Theory of the global state
Globality as an Unfinished Revolution

Martin Shaws jüngstes Buch ist eine bemerkenswerte Leistung. Es enthält eine kritische Diskussion der Globalisierungstheoriedebatte in den Sozialwissenschaften (Teil 1), einen Überblick über die 'globale Revolution' des späten 20. Jahrhunderts (Teil 2), einen feinsinnigen Vorschlag für die Rekonzeptualisierung der Grundkategorien der Gesellschaftsanalyse (Gesellschaft, Kultur, Wirtschaft, Staat) und schließlich eine kühne Analyse des, wie er es sieht, gerade entstehenden 'globalen Staates'.

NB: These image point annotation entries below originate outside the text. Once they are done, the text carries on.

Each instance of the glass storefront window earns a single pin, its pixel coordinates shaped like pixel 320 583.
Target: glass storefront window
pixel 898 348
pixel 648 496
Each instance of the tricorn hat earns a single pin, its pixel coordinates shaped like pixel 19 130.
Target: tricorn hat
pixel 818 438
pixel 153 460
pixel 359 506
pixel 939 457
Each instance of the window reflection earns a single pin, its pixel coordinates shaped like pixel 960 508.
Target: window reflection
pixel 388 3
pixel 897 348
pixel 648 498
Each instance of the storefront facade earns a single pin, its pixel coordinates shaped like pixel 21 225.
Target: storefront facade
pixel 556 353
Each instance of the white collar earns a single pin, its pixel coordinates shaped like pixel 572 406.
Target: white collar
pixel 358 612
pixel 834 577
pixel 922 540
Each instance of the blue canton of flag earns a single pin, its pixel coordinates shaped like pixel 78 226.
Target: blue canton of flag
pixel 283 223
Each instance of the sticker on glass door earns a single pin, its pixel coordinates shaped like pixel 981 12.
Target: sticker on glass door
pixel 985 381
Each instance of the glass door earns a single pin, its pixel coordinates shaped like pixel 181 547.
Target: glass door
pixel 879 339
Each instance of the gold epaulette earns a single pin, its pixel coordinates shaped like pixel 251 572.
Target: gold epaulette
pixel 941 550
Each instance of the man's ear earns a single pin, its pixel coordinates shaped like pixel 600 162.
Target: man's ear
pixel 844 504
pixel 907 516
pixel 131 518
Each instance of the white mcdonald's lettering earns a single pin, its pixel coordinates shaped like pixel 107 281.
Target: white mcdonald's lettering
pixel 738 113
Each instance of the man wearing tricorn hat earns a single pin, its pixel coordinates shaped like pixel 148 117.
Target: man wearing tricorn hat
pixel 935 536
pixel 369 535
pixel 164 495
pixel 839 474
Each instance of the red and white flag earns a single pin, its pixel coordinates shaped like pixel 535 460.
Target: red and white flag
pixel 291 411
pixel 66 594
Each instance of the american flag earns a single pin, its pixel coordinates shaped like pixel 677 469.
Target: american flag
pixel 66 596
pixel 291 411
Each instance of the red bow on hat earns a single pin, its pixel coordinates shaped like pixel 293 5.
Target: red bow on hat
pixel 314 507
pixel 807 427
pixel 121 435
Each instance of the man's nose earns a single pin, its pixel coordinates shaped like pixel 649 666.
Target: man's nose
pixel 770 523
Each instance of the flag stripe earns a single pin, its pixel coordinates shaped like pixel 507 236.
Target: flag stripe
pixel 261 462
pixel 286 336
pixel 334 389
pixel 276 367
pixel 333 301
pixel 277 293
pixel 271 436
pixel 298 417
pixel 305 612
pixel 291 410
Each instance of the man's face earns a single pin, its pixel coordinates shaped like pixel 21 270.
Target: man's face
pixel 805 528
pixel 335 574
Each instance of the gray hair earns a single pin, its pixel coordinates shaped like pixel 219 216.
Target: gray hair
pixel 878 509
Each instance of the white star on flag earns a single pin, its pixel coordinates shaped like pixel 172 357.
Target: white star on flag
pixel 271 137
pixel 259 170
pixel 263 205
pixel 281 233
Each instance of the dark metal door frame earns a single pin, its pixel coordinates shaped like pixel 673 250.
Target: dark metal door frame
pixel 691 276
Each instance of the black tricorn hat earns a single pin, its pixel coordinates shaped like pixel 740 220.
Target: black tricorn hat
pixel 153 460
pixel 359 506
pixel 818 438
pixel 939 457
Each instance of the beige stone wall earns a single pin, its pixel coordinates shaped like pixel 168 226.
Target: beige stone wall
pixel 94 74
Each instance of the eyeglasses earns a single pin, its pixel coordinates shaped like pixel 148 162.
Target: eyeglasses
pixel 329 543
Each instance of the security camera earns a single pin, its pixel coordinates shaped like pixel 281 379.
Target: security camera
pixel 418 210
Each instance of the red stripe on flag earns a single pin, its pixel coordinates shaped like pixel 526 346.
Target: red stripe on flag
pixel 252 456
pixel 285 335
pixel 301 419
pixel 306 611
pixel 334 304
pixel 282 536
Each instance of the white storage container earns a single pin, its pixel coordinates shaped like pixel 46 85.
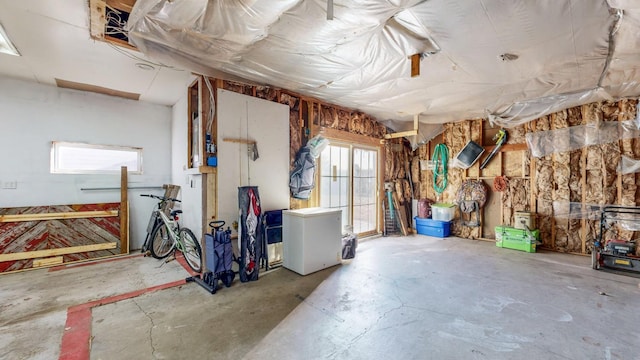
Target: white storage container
pixel 443 211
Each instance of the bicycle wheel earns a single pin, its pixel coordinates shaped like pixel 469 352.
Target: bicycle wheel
pixel 161 243
pixel 192 251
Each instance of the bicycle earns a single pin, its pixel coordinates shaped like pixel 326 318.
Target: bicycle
pixel 167 236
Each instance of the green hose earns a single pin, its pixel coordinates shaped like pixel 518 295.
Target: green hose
pixel 440 159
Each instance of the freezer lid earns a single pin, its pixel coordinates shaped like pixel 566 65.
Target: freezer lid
pixel 310 212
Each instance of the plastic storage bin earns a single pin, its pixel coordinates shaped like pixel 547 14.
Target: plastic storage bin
pixel 443 211
pixel 516 239
pixel 432 227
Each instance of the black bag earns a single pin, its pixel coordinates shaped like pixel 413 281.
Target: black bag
pixel 219 252
pixel 302 178
pixel 250 232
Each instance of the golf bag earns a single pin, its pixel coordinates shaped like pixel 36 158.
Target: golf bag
pixel 249 232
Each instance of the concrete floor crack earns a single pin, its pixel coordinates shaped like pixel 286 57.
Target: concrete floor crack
pixel 153 325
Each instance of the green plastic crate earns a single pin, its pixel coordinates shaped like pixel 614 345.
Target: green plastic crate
pixel 516 239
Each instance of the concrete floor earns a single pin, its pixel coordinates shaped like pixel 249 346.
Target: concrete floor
pixel 400 298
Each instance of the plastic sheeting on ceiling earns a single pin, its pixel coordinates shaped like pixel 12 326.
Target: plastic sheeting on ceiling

Zu Teil 1 will ich hier nur sagen, daß Shaws Gebrauch des Begriffspaares Nationalität/Internationalität eine sehr einleuchtende Analyse des Nationalstaatensystems ermöglicht, da es die verstärkte Ordnung innerhalb der Nationalstaaten mit einer Hobbesianischen Unordnung in den zwischenstaatlichen Beziehungen verbindet. Dieses Modell des Zwischenspiels vor Nationalität und Internationalität beschreibt auch sehr gut die momentane Transformation des Nationalstaatensystems durch den Einfluß der Globalisierung.

Zu Beginn des zweiten Teiles seines Bandes läuft Shaws Strategie der begrifflichen Verfeinerung darauf hinaus, konkrete Begriffe wie etwa Gesellschaft, Kultur, Wirtschaft und Staat aufzugeben und diese statt dessen als Niveaus zu begreifen, die für die auf dem jeweiligen Niveau befindlichen Sozialverhältnisse sowohl inklusiv wie auch konstitutiv sind (vgl. S. 176). Wie Shaw feststellt, werden solche Begriffe jetzt oft als altmodisch betrachtet, angesichts der Dynamik und der Unbegrenztheit der Sozialverhältnisse der Gegenwart (John Urrys Buch Sociology beyond Societies bietet eine mustergültige Analyse der hier kurz angedeuteten Entwicklung). Aber nach Shaw geht es zu weit, solche Begriffsbildungen als ideologisch abzutun und zugunsten verschwimmender Netzwerke von bestehenden Verhältnissen (Urry nennt das gelegentlich 'scapes') aufzugeben. Das gesellschaftliche Leben ist nach wie vor durch 'partikularistische Begriffe' bestimmt - so Shaw - Abgrenzungen sind zwar relativ, aber auch zugleich real: 'Man kann also gewissermaßen sehr wohl und auch sinnvollerweise von der britischen, der kurdischen oder gar der Zulu Gesellschaft, sowie von mehreren anderen infranationalen und transnationalen Netzwerken und Subkulturen sprechen' (vgl. S. 175f.).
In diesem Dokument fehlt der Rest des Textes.